The 'granulepos' returned by the th_decode_packetin call holds information regarding the presentation time of this frame, and what frame contains the keyframe that is needed for this frame if it is not a keyframe. I'll write more about this in a future post when I cover synchronising the audio and video. For now it's going to be ignored.
Once we have the YUV data I use SDL to create a surface, and a YUV overlay. This allows SDL to do the YUV to RGB conversion for me. I won't copy the code for this since it's not particularly relevant to using the libtheora API - you can see it in the github repository.
Once the YUV data is blit to the screen the final step is to sleep for the period of one frame so the video can playback at approximately the right framerate.
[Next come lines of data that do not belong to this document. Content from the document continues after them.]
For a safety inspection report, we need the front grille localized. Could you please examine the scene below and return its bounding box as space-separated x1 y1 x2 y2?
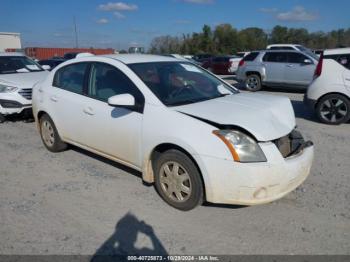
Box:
273 130 305 158
18 89 32 100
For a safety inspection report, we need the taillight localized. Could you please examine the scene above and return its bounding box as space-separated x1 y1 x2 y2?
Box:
238 59 245 67
314 52 323 78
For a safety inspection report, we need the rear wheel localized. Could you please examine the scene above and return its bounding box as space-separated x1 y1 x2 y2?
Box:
316 94 350 125
154 150 203 211
39 114 68 152
245 74 262 92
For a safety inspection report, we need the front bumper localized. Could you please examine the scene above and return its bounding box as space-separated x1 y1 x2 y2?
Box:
0 92 32 115
198 141 314 205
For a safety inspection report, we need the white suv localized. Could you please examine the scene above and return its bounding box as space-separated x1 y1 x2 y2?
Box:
0 53 49 122
32 54 314 210
305 48 350 125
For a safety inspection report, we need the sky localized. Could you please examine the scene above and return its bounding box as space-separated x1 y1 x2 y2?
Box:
0 0 349 50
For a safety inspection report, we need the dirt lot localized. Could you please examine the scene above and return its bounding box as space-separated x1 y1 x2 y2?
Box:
0 83 349 255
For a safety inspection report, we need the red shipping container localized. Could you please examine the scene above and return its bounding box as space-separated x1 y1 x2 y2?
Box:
8 47 115 60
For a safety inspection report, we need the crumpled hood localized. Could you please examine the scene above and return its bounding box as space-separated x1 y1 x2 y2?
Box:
0 71 49 89
173 92 296 141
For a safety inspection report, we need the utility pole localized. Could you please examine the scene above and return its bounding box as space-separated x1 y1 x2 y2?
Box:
74 16 79 48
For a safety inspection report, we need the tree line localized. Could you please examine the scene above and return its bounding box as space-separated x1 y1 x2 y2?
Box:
149 25 350 55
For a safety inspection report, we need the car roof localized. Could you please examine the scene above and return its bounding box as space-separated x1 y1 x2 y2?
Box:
267 44 301 47
324 48 350 55
0 52 25 57
100 54 180 64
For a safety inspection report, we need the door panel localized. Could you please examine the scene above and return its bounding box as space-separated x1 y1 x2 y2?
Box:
48 62 89 143
262 52 288 83
81 99 143 166
80 62 145 167
284 53 316 86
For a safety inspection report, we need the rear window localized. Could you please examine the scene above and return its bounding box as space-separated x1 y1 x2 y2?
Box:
263 52 288 63
53 62 89 94
324 54 350 70
243 52 259 61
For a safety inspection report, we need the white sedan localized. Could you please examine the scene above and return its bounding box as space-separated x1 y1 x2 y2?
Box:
32 54 314 210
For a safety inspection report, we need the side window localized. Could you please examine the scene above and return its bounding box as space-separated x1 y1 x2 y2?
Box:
263 52 288 63
324 54 350 70
88 63 145 109
243 52 259 61
288 52 309 64
53 63 88 94
337 55 350 70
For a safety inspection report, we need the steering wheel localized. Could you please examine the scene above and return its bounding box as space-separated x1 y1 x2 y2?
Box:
169 84 195 98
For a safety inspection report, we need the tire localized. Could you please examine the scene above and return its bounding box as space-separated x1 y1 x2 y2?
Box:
153 149 204 211
245 74 262 92
316 94 350 125
39 114 68 152
0 114 5 123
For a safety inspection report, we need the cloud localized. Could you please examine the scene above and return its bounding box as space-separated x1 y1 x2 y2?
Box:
96 18 109 24
98 2 138 11
180 0 214 4
53 33 63 37
259 7 278 13
276 6 318 22
114 11 126 19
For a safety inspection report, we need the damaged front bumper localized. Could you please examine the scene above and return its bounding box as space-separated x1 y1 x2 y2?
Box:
196 134 314 206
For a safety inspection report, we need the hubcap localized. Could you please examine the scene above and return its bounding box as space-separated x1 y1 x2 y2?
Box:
320 98 348 123
246 77 258 89
159 161 192 203
41 120 55 147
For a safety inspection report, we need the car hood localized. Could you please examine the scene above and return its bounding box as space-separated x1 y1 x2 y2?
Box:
0 71 49 89
173 93 296 141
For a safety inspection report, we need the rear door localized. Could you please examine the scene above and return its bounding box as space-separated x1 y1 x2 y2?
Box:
262 52 288 83
49 62 90 143
284 52 316 86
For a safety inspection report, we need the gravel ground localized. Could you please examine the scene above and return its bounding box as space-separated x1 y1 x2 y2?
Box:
0 82 349 255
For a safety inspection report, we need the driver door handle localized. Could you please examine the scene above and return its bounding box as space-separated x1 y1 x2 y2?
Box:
83 107 95 116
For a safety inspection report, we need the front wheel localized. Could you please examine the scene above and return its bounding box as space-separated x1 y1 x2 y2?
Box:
154 150 204 211
245 74 262 92
316 94 350 125
39 114 68 152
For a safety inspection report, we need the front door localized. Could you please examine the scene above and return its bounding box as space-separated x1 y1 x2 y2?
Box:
284 52 316 86
80 62 145 168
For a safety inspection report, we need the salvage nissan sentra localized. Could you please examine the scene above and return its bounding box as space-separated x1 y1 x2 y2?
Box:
32 54 314 210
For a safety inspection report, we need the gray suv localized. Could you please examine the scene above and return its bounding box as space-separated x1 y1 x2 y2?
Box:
236 50 318 91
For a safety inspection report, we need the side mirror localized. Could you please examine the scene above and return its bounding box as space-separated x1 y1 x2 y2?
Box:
303 59 313 65
108 94 135 108
42 65 51 71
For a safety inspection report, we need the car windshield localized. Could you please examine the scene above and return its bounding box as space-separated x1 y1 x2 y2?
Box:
296 46 319 60
129 62 238 106
0 56 44 74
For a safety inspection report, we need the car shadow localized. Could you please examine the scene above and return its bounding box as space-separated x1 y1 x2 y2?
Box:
203 202 247 210
91 212 168 261
290 100 318 122
1 110 34 123
70 145 144 182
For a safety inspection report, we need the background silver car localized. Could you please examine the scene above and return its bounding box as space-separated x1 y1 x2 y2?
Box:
236 50 319 91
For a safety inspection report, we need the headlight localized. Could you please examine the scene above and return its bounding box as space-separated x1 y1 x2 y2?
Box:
213 130 267 163
0 84 18 93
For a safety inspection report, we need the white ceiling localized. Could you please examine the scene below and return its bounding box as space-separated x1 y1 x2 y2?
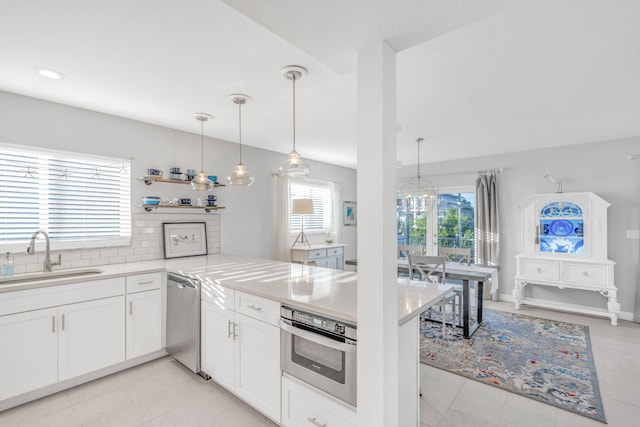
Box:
1 0 639 171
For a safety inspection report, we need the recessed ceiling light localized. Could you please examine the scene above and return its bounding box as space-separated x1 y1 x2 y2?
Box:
33 67 65 80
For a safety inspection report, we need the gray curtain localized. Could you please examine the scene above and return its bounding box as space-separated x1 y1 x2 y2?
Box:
475 172 500 300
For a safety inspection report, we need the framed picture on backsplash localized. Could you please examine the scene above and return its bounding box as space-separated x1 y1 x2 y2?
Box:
162 222 208 258
344 201 357 226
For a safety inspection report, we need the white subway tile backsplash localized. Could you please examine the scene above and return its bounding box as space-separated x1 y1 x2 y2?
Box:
108 256 126 264
26 263 43 273
117 248 134 257
8 213 220 272
81 250 101 260
70 259 91 269
100 249 119 258
125 254 142 263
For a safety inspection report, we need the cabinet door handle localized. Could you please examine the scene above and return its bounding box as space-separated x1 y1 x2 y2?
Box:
307 417 327 427
536 267 543 273
137 280 155 285
61 314 65 331
52 315 56 333
129 301 133 316
233 322 238 340
247 304 262 312
583 271 589 277
228 320 233 338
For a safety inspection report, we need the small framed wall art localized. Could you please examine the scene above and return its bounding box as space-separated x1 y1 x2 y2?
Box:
162 222 208 258
343 201 357 226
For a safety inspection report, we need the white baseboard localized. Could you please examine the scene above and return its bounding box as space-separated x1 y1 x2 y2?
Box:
498 293 634 322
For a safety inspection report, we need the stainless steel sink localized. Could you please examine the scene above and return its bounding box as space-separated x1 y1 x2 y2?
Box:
0 268 104 285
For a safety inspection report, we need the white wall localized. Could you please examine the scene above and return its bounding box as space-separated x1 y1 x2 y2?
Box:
413 137 640 317
0 91 357 264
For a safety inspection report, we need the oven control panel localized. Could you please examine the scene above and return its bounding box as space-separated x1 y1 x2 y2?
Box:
282 306 356 340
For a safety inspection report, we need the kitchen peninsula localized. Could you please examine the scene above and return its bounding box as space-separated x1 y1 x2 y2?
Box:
1 254 449 426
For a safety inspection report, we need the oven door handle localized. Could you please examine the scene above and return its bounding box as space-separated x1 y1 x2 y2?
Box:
279 320 356 353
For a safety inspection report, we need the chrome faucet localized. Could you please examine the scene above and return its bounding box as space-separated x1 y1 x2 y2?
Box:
26 230 61 272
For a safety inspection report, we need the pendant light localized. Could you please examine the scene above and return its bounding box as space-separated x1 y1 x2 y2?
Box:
399 137 438 214
191 113 215 191
278 65 310 178
226 94 254 186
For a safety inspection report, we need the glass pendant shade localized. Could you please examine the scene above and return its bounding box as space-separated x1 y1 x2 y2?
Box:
192 113 214 191
227 162 254 186
191 170 214 191
227 94 254 186
278 149 310 178
278 65 309 179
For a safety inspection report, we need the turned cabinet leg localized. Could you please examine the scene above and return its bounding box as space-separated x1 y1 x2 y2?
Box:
607 290 620 326
513 281 524 310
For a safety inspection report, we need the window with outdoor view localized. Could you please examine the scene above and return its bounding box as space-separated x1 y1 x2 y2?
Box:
397 191 475 260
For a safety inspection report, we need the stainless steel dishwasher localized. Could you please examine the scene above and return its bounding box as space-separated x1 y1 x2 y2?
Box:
166 272 209 379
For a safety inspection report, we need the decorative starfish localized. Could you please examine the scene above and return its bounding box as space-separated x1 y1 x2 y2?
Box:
22 165 36 178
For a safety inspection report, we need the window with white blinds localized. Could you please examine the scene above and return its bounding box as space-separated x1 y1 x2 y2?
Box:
0 143 131 251
289 179 334 234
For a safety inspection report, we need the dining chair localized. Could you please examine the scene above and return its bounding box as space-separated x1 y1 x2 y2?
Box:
397 244 425 259
407 254 458 336
440 247 475 318
439 247 471 265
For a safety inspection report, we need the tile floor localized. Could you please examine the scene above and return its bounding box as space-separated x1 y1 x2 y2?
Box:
1 301 639 426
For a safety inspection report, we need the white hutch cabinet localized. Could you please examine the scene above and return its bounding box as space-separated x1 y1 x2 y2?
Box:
514 192 619 325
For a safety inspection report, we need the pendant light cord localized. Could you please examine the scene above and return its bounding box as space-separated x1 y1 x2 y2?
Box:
416 137 423 179
238 101 243 164
292 74 296 152
200 118 204 171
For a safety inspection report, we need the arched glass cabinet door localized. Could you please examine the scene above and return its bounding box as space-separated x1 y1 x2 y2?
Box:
538 201 584 254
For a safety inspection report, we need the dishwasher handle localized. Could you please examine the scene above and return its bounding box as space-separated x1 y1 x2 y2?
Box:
168 273 199 289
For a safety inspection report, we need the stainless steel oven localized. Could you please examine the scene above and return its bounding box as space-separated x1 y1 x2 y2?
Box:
280 306 357 406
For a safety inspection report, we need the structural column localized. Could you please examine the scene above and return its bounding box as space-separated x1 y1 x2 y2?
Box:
356 40 399 426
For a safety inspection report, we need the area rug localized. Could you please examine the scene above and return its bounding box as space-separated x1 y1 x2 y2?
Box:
420 309 606 423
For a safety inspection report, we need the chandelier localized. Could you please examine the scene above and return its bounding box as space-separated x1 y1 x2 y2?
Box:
398 137 438 215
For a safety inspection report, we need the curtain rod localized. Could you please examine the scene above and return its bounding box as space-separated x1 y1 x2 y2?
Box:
477 168 504 175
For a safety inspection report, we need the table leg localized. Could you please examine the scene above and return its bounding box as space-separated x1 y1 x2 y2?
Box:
477 281 484 324
462 279 470 338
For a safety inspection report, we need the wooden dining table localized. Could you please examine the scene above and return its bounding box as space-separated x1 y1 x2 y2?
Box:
346 258 496 338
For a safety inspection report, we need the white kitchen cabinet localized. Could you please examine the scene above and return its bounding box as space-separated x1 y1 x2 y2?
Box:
126 289 162 360
282 375 356 427
0 277 128 406
58 296 126 380
291 244 345 270
0 307 58 401
235 312 281 420
200 286 281 423
125 272 163 360
201 300 236 391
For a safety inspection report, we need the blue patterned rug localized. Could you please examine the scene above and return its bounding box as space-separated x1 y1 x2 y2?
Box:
420 309 606 423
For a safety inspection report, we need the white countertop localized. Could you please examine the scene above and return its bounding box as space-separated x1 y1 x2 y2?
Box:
0 254 450 325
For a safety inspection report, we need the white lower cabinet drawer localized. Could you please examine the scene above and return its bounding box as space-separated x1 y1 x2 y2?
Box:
282 375 356 427
564 263 608 285
235 291 280 326
126 272 162 293
308 249 328 260
520 259 558 280
327 247 343 257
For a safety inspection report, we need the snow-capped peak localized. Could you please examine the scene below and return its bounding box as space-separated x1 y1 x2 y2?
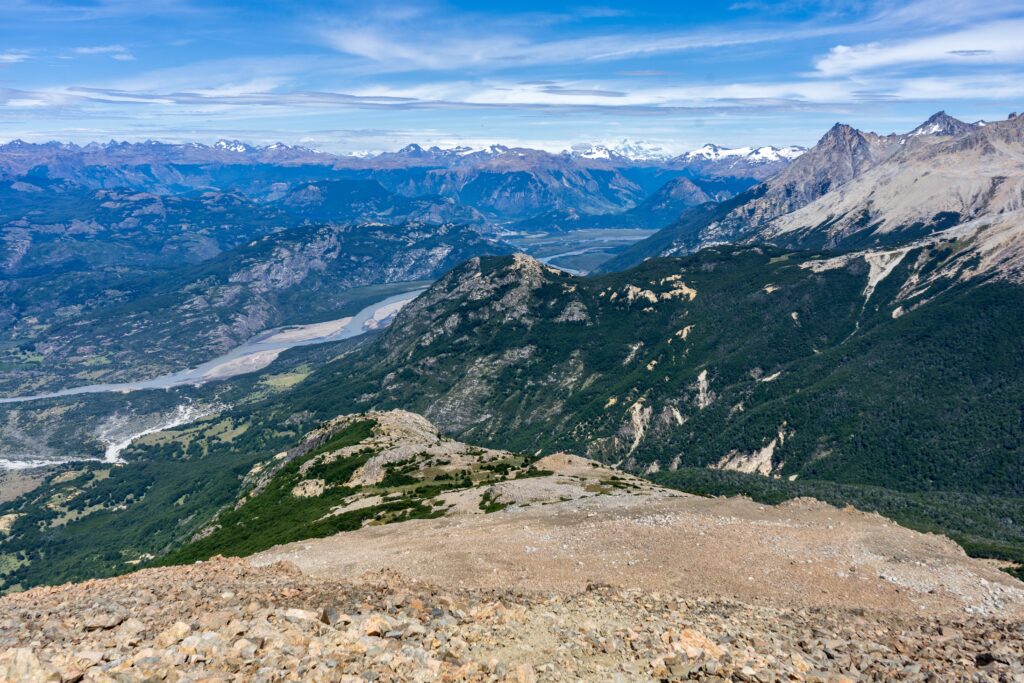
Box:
682 144 804 163
214 139 252 153
569 140 671 161
611 140 671 161
749 145 805 161
908 111 974 137
573 144 617 160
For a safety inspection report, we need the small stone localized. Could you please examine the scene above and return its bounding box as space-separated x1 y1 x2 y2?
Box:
514 662 536 683
155 621 192 647
735 665 763 682
361 615 391 637
283 607 319 623
319 606 349 627
83 613 125 631
0 648 60 683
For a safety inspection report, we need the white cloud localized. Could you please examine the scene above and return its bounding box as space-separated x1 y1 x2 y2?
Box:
352 78 853 109
0 51 30 64
73 45 136 61
815 20 1024 75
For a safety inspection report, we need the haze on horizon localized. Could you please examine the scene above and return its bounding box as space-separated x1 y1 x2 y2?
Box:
2 0 1023 153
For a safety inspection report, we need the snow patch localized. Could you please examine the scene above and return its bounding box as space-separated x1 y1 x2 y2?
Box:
682 144 804 163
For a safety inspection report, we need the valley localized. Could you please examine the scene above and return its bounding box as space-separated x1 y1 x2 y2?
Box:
0 283 426 406
505 228 658 274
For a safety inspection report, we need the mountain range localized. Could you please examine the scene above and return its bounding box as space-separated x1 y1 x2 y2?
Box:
606 111 1023 273
0 138 800 221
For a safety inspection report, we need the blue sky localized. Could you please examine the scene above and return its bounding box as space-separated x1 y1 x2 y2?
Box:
2 0 1023 153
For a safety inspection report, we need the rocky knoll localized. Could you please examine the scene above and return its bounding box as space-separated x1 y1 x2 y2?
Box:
1 556 1022 682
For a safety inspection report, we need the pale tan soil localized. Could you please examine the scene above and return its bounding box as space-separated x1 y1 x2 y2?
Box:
0 467 51 504
261 317 353 344
255 454 1024 620
200 349 283 381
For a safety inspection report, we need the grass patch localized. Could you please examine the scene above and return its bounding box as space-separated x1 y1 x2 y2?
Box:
479 490 508 514
379 471 419 488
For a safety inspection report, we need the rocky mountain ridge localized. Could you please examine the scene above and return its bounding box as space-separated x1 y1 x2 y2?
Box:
508 174 759 233
0 136 802 222
0 138 802 172
604 110 1011 271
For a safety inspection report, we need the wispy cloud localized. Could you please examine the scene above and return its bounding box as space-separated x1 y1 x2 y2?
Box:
8 68 1017 119
0 51 31 64
315 3 845 74
72 45 136 61
815 20 1024 75
319 26 836 72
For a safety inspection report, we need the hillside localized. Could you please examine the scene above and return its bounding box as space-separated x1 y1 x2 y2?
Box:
1 410 1022 681
3 556 1021 681
158 410 619 564
508 175 758 233
272 250 1024 495
230 247 1024 568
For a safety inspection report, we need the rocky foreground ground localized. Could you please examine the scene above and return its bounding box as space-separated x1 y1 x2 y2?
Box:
0 556 1022 682
1 411 1022 681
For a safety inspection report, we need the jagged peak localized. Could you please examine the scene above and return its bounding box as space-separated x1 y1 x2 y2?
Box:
821 122 860 139
213 139 253 153
909 111 974 137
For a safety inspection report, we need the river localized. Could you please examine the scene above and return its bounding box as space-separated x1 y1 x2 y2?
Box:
0 288 426 406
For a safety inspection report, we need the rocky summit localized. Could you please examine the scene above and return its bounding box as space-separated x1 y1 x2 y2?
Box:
1 411 1023 681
The framerate of the video is stored in the th_info object that we got from the headers. It is represented as the fraction of two numbers:
float framerate =
float(stream->mTheora.mInfo.fps_numerator) /
float(stream->mTheora.mInfo.fps_denominator);
SDL_Delay((1.0/framerate)*1000);
With all that in place, running the program with an Ogg file containing a Theora stream should play the video at the right framerate. Adding Vorbis playback is almost as easy - the main difficulty is synchronising the audio and video. I'll cover these topics in a later post.